This is my adaptation of a Cooking Light recipe;  they freeze well, too.  Use fresh blueberries when they’re available in season.

  • 3 cups cake flour
  • 2 TBS sugar
  • 2 tsp baking powder
  • 1/2 tsp salt
  • 1/4 cup cold unsalted butter, cut into small pieces
  • 3/4 cup well-shaken buttermilk
  • grated zest of a large lemon
  • 1 TBS fresh lemon juice
  • 3/4 cup frozen blueberries
  • 1 egg white, lightly beaten
  • about 1 tsp sparkling white sugar or granulated sugar

Preheat oven to 350 degrees.

Combine flour through salt in a food processor and pulse a couple times.

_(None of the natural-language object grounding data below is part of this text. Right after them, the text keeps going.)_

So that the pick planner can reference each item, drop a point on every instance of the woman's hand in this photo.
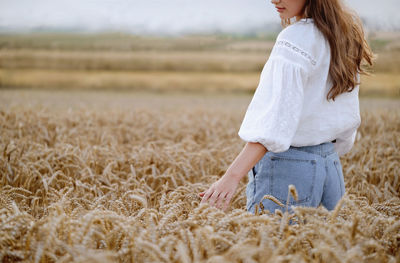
(221, 190)
(225, 187)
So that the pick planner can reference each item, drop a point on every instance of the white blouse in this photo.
(289, 106)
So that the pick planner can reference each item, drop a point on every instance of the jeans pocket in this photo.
(299, 172)
(339, 171)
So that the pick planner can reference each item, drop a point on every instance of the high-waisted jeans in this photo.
(315, 171)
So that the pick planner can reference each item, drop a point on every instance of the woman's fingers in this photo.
(227, 201)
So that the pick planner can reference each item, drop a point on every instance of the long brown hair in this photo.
(344, 31)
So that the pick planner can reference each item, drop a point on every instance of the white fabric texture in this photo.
(289, 106)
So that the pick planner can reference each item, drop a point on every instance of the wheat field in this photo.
(114, 177)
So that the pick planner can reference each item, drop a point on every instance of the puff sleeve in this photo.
(274, 112)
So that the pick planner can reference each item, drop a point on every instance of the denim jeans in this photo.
(315, 171)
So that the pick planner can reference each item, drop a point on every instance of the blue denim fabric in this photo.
(315, 171)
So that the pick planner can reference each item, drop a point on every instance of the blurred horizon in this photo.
(175, 17)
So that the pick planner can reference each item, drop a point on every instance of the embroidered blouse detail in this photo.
(287, 44)
(289, 106)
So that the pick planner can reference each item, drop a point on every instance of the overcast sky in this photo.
(165, 16)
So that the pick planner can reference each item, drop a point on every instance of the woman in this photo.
(305, 111)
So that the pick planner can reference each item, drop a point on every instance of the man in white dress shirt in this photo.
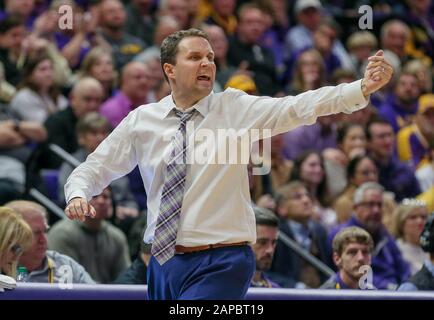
(200, 245)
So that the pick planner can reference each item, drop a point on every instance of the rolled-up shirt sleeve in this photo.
(283, 114)
(113, 158)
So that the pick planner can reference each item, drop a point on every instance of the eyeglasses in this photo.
(17, 249)
(416, 216)
(299, 196)
(371, 204)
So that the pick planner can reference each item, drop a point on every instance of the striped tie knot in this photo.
(172, 195)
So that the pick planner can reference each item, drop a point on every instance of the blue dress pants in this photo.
(215, 274)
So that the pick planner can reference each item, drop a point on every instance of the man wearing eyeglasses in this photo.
(45, 266)
(389, 268)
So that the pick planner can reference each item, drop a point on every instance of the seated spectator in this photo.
(166, 25)
(7, 90)
(86, 96)
(420, 20)
(309, 169)
(277, 26)
(389, 268)
(21, 9)
(178, 9)
(112, 20)
(394, 176)
(410, 218)
(352, 252)
(351, 139)
(267, 229)
(280, 172)
(74, 43)
(323, 42)
(401, 104)
(15, 237)
(318, 137)
(44, 265)
(428, 198)
(16, 139)
(12, 34)
(425, 174)
(245, 48)
(414, 141)
(309, 73)
(92, 129)
(360, 46)
(423, 280)
(98, 64)
(360, 169)
(395, 36)
(220, 46)
(96, 244)
(140, 20)
(296, 211)
(134, 88)
(38, 97)
(309, 15)
(423, 74)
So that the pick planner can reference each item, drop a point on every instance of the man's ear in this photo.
(169, 70)
(337, 260)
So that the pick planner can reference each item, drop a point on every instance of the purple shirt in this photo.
(306, 138)
(395, 114)
(116, 108)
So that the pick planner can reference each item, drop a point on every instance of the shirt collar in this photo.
(202, 105)
(430, 266)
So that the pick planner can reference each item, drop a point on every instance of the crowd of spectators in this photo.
(373, 169)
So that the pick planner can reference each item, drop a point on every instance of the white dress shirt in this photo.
(216, 206)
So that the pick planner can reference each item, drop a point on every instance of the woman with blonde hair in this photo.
(410, 218)
(309, 72)
(15, 237)
(98, 64)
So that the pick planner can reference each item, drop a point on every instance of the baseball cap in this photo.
(426, 101)
(301, 5)
(241, 82)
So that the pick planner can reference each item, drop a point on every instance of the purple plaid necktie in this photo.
(163, 247)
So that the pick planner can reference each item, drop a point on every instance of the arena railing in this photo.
(40, 291)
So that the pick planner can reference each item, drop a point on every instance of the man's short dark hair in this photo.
(169, 47)
(351, 235)
(9, 23)
(265, 217)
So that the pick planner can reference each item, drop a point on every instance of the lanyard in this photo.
(50, 270)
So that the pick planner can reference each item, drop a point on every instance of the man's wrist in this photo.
(364, 88)
(16, 124)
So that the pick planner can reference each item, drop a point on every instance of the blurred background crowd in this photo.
(71, 87)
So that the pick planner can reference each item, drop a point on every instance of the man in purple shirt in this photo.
(317, 137)
(394, 175)
(267, 229)
(389, 268)
(133, 93)
(401, 105)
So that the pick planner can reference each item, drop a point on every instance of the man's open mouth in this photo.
(204, 77)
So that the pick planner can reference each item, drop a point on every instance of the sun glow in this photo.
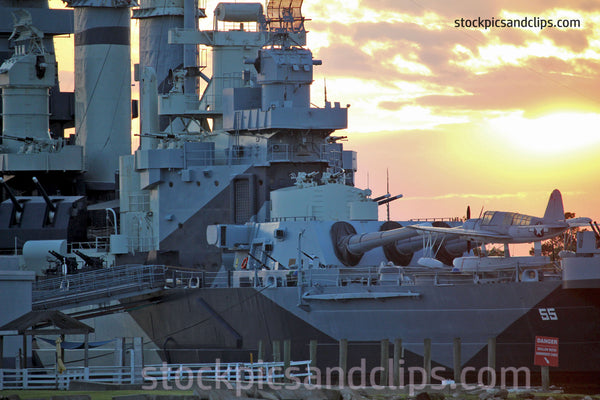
(549, 134)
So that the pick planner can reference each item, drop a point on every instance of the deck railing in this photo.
(50, 378)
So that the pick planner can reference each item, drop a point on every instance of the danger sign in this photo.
(546, 351)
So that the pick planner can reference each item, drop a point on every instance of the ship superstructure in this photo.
(246, 200)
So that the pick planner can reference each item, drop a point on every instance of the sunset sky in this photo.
(492, 118)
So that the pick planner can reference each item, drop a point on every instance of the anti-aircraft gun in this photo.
(70, 262)
(90, 262)
(17, 211)
(34, 145)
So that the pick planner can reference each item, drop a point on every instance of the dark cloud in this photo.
(541, 80)
(517, 88)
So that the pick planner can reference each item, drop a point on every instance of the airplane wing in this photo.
(581, 221)
(468, 234)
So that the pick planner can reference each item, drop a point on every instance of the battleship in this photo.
(242, 201)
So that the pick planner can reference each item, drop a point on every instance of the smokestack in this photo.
(102, 86)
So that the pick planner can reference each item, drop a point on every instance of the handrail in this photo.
(50, 378)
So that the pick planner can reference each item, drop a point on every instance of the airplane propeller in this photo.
(468, 218)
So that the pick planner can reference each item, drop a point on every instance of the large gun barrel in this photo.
(18, 206)
(361, 243)
(398, 243)
(25, 139)
(92, 262)
(350, 246)
(57, 255)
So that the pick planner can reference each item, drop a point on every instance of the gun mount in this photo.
(69, 262)
(51, 210)
(15, 218)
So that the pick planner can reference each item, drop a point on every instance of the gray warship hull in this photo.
(227, 324)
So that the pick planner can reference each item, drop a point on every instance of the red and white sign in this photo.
(546, 351)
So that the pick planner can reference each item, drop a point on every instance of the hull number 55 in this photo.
(548, 314)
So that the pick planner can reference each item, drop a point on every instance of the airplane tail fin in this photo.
(555, 210)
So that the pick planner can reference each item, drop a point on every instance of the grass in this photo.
(99, 395)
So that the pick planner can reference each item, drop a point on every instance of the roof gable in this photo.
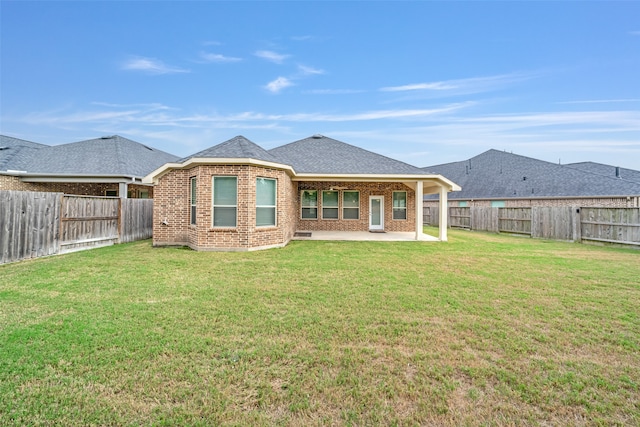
(112, 155)
(16, 153)
(497, 174)
(319, 154)
(238, 147)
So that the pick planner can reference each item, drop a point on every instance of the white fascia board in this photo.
(439, 179)
(153, 177)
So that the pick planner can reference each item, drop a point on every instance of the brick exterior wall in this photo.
(8, 182)
(173, 205)
(172, 224)
(366, 189)
(592, 202)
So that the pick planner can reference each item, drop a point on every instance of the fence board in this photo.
(460, 217)
(88, 222)
(607, 225)
(137, 219)
(29, 224)
(611, 225)
(34, 224)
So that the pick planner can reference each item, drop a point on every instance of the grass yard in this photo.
(482, 330)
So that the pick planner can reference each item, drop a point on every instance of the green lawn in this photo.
(481, 330)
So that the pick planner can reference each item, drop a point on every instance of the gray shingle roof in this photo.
(15, 153)
(113, 155)
(238, 147)
(607, 170)
(322, 155)
(498, 175)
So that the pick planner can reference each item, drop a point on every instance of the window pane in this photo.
(265, 192)
(351, 199)
(399, 213)
(330, 213)
(309, 198)
(399, 199)
(265, 216)
(309, 213)
(224, 217)
(351, 213)
(225, 189)
(330, 199)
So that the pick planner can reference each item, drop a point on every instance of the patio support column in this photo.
(443, 207)
(419, 205)
(122, 190)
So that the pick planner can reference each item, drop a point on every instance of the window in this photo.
(265, 202)
(192, 216)
(329, 205)
(399, 205)
(309, 204)
(225, 201)
(350, 205)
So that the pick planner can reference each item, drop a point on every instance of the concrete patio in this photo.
(363, 235)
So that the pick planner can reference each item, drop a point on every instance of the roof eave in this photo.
(439, 179)
(154, 176)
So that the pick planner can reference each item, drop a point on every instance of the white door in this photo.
(376, 212)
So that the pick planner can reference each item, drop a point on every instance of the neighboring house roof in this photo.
(319, 154)
(238, 147)
(106, 156)
(15, 153)
(607, 170)
(497, 175)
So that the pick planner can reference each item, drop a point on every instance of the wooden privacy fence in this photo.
(579, 224)
(34, 224)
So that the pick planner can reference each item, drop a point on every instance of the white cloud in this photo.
(151, 66)
(462, 86)
(271, 56)
(601, 101)
(305, 70)
(278, 84)
(333, 91)
(216, 57)
(420, 86)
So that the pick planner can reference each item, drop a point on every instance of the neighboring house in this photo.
(107, 166)
(501, 179)
(607, 170)
(238, 196)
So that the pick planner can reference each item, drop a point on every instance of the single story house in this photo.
(500, 179)
(107, 166)
(239, 196)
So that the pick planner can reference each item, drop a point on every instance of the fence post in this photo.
(576, 233)
(120, 221)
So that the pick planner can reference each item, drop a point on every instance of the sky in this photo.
(425, 82)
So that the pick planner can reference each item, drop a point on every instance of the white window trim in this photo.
(213, 206)
(406, 207)
(331, 207)
(307, 207)
(275, 206)
(350, 207)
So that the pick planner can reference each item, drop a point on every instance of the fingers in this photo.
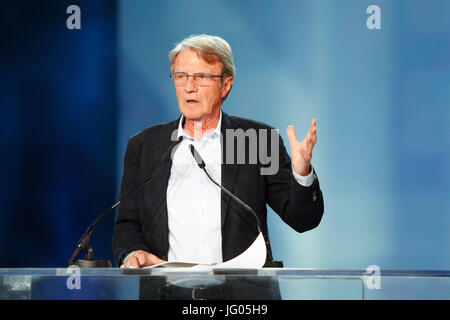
(291, 134)
(311, 136)
(141, 258)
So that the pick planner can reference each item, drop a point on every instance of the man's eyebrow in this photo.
(178, 70)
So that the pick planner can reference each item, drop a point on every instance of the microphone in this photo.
(202, 165)
(83, 243)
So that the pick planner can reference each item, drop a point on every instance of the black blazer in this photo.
(142, 222)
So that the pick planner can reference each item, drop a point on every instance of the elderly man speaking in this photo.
(181, 215)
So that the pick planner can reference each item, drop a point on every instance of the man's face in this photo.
(196, 102)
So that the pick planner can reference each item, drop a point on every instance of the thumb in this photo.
(291, 134)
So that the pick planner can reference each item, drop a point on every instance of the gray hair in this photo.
(210, 48)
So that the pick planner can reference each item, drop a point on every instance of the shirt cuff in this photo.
(306, 181)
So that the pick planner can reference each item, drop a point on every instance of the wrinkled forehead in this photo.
(208, 58)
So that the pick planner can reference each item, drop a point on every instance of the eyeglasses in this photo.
(200, 78)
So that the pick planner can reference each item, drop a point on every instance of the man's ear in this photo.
(227, 84)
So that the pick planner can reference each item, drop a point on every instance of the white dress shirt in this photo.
(194, 202)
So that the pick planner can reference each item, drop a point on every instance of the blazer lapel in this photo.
(229, 171)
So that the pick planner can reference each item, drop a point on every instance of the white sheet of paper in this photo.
(253, 258)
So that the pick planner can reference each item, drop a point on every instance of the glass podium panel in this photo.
(245, 284)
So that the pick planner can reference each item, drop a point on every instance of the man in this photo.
(181, 215)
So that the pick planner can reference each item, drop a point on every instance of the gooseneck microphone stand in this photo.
(83, 243)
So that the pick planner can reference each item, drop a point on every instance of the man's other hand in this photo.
(141, 258)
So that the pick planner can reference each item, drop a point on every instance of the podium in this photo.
(294, 284)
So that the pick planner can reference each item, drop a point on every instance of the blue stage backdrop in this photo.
(58, 133)
(70, 99)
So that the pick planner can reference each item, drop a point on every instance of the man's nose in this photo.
(190, 85)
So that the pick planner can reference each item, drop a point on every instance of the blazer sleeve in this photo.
(300, 207)
(128, 235)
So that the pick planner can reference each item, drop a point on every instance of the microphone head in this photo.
(197, 157)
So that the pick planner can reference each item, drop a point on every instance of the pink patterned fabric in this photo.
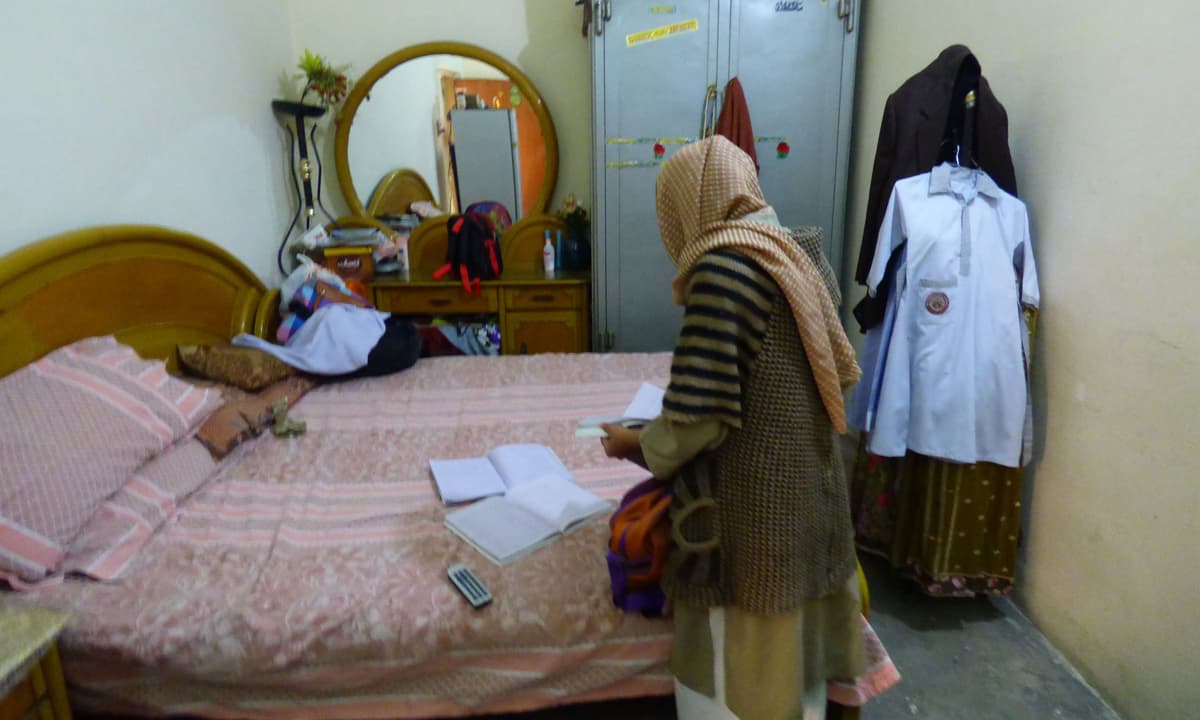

Add butter and pulse a few times,

until the mixture looks like coarse meal.

Add the zest, lemon juice and buttermilk,

and pulse until the dough just begins to come together.

Turn out the dough onto a lightly floured surface and bring the dough together to form a roughly 8” long oval.  Gently press frozen blueberries over surface of dough.

Fold dough in on the left and right, like you’re folding a piece of paper to go into an envelope.  Gently fold dough over in half.  Press dough into a roughly 7” circle.

Transfer circle to a parchment paper-lined baking sheet.  Cut circle into 8 equal triangles, and separate them from each other slightly.  Brush scones with egg white and sprinkle with sparkling sugar.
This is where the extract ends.